Le conflit de faible intensité a pris une importance particulière avec l'apparition d'une situation géostratégique mondiale nouvelle ; pourtant, il a toujours existé ! L'auteur analyse ci-dessous la doctrine américaine dans ce domaine. Un large extrait de cette étude devrait paraître dans la revue Ares ; l'ouvrage complet peut être consulté dans les bibliothèques universitaires de Grenoble II et Lyon III.
Le conflit de faible intensité : analyse d'une conception américaine
Au début des années 80 l'actualité du débat stratégique donne au low intensity conflict (LIC) une nouvelle dimension. Celui-ci devient l'un des deux piliers de la stratégie américaine. L'Initiative de défense stratégique devait répondre à la menace provenant de l'Union Soviétique. L'autre menace globale sur les intérêts américains venait de petites actions militaires, de la subversion et de mouvements de guérilla auxquels il fallait répondre avec des moyens adaptés. C'est le domaine des conflits de faible intensité.

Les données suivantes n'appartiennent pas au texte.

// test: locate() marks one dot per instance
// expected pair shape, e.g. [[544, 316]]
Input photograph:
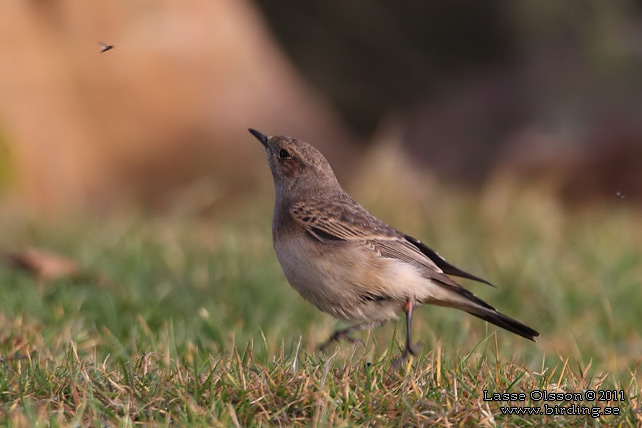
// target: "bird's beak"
[[262, 138]]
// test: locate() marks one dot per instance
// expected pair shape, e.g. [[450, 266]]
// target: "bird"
[[104, 47], [350, 264]]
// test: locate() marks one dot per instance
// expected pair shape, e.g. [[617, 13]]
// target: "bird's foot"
[[409, 351]]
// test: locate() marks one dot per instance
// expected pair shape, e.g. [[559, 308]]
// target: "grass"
[[196, 326]]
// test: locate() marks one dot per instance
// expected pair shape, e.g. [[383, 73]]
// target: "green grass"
[[196, 325]]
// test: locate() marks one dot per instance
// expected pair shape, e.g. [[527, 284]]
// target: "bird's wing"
[[349, 221], [443, 264]]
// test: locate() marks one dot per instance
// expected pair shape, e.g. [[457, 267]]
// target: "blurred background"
[[479, 96]]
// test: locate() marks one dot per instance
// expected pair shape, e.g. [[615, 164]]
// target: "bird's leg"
[[410, 348], [346, 332]]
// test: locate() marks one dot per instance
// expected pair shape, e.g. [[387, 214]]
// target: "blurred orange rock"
[[168, 105]]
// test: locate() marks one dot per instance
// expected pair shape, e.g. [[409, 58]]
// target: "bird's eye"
[[284, 154]]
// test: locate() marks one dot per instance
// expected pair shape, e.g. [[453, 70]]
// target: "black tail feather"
[[505, 322]]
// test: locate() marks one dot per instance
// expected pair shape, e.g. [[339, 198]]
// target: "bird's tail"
[[503, 321]]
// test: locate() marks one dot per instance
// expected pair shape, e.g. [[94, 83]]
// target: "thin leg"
[[410, 348], [346, 332]]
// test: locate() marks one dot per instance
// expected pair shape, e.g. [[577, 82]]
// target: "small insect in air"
[[104, 47]]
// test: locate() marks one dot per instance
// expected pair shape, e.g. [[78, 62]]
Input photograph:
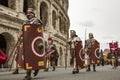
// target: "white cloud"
[[101, 17]]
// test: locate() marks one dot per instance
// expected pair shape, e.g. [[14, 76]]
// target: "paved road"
[[102, 73]]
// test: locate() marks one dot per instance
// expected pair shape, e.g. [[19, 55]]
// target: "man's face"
[[90, 36], [29, 15], [72, 34], [49, 42]]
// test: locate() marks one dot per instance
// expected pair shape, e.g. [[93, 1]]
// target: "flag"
[[116, 47], [111, 45], [3, 57]]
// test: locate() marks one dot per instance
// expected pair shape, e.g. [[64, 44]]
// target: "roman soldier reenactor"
[[91, 48], [32, 20], [74, 50]]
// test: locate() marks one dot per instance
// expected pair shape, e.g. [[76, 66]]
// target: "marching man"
[[72, 42], [52, 54], [90, 45]]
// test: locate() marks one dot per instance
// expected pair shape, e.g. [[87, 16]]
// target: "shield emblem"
[[79, 54], [20, 58], [34, 56], [95, 51]]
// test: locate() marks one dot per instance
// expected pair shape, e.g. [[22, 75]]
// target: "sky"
[[100, 17]]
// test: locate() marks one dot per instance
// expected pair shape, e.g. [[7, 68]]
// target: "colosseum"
[[55, 19]]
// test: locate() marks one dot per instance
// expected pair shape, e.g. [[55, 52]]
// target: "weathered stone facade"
[[55, 19]]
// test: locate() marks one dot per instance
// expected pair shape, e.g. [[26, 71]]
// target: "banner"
[[20, 57], [116, 47], [79, 55], [113, 47], [32, 39], [3, 57]]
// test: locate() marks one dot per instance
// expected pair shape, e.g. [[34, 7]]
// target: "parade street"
[[102, 73]]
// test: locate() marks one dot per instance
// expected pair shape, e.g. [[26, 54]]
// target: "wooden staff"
[[15, 47]]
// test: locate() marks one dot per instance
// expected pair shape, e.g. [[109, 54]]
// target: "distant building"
[[55, 19]]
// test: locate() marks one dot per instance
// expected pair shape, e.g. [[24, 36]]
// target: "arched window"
[[28, 4], [44, 13], [61, 53], [25, 7], [54, 19], [4, 2], [60, 24]]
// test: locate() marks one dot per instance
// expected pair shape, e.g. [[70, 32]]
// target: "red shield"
[[20, 57], [95, 52], [32, 37], [79, 54]]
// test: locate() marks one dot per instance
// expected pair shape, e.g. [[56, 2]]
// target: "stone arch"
[[4, 2], [60, 24], [8, 3], [44, 13], [28, 4], [7, 41], [54, 19]]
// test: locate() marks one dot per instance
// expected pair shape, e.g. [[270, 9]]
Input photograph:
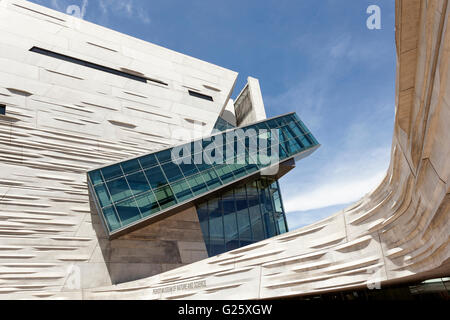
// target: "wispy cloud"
[[334, 193], [351, 162], [127, 8]]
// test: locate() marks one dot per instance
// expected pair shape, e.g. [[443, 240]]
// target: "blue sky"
[[317, 58]]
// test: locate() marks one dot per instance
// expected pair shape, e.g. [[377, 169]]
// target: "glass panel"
[[182, 191], [138, 183], [225, 173], [203, 217], [156, 177], [197, 185], [216, 233], [119, 189], [148, 161], [263, 212], [172, 171], [230, 223], [165, 197], [111, 218], [128, 211], [95, 177], [164, 156], [243, 217], [147, 204], [188, 169], [102, 195], [255, 212], [112, 172], [131, 166], [212, 179]]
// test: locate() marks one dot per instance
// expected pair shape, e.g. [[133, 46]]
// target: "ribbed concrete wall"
[[63, 119], [399, 232]]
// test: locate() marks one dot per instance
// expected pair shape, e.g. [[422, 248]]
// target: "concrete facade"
[[63, 119], [399, 232]]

La défaite au Vietnam a créé aux États-Unis une forte résistance contre toute implication militaire à l'étranger. Les forces pacifistes ont cherché à imposer des restrictions juridiques à toute nouvelle participation américaine à des conflits dans le Tiers Monde. Le War Powers Act ne permet plus au président d'ordonner un déploiement étendu de troupes en dehors des frontières sans l'approbation du Congrès. Le budget des forces spéciales est réduit de façon draconienne, les capacités paramilitaires de la CIA sont considérablement restreintes, on ne parle plus de contre-insurrection, et le département de la Défense se tourne vers les tâches moins controversées de l'amélioration des capacités dans le théâtre européen. Cependant, un petit groupe d'officiers, d'analystes et d'opérateurs politiques au sein de « l'establishment » de la sécurité nationale, soutenu par le mouvement néo-conservateur, entreprend de rétablir l'hégémonie globale des États-Unis. La politique de l'Administration Carter favorise l'apparition d'un climat d'opinion qui portera au pouvoir une droite offensive et agressive, et qui ne tardera pas à mettre en œuvre les propositions de ce groupe.
Les promoteurs du conflit de faible intensité plaident pour un réexamen complet des stratégies et des capacités des États-Unis pour mener des guerres contre-révolutionnaires dans le Tiers Monde. La dynamique révolutionnaire qui caractérise le début des années 80 en Amérique centrale vaut à leurs recommandations une attention grandissante, et l'Administration Reagan permet la mise en pratique de leurs théories. L'écart entre les intérêts vitaux des États-Unis dans le monde et leurs moyens serait moins préoccupant si tant de doutes n'avaient pas été exprimés sur l'efficacité du système lui-même. Ces interrogations conduisent au sujet brûlant de la « réforme de la défense » (military reform movement). Selon les critiques, l'armée des États-Unis n'est pas capable de mener des guerres de faible intensité, car sa façon de conduire un conflit est basée sur l'attrition. Pour faire face à des situations « irrégulières », elle devrait adopter un concept de manœuvre relationnelle. De plus, l'armée dispose d'une structure interne complexe, composée de trop d'officiers et d'administrateurs, qui ne garantit pas une méthode unifiée et une cohérence stratégique des actions militaires. Une meilleure solution serait la création d'une infanterie légère spécialisée et orientée vers l'exécution des manœuvres relationnelles.